# Lucid Dreaming > Attaining Lucidity > Induction Techniques >  >  The Mousey MILD

## The Cusp

All the good "ILD" names were taken years ago, so call this one a MILD where the "M" stands for mouse.  
This technique will only reliably bring out the early emergence of the dream body, and it's up to you to flesh out the rest of the dream from there.

As you lay down to sleep, leave one of your hands open in a position that could conceivably hold a small mouse in the palm of your hand.  Then imaging holding said mouse.   Imagine the patter of it's feet on your hand, it's twitchy movements, it's whiskers brushing your skin.  Imagine it nibbling your finger tips.

Before very long, you should notice that you begin to move finger and a hand that are not your real hand.  This is your dream body.  From here you'll have to play around with shaking loose the rest of your dream body, but once that happens you should lucid and in a dream.  You could also drop the mouse once you have the dream hand, and by focusing on that phantom hand, you'll be putting yourself in a good position to create an OBE type scenario (which is still only the dream body in my opinion)
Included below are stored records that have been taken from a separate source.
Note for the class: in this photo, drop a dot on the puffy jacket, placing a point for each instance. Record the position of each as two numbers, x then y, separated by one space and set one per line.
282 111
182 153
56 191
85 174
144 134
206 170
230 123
This is actually more of a WILD technique, but you can't hold a wildebeast in the palm of your hand.  :smiley:

----------


## Ctharlhie

How about Weasel-ILD
or Vole-ILD

----------


## dolphin

Call it ILD

----------


## The Cusp

> How about Weasel-ILD
> or Vole-ILD



I was actually did this imagining voles a couple of time.  Chased 3 of them around my basement a couple of years ago.  They're adorable until you put two of them together in a small fish tank, then they become flying balls of carnage!

----------


## Zangetsu

Sounds interesting. Is this something that works for you most of the time? And I take it you perform this during the middle of the night and not when you first go to bed at night?

----------


## kingofhypocrites

This is an interesting anchor. I am going to give it a shot.

----------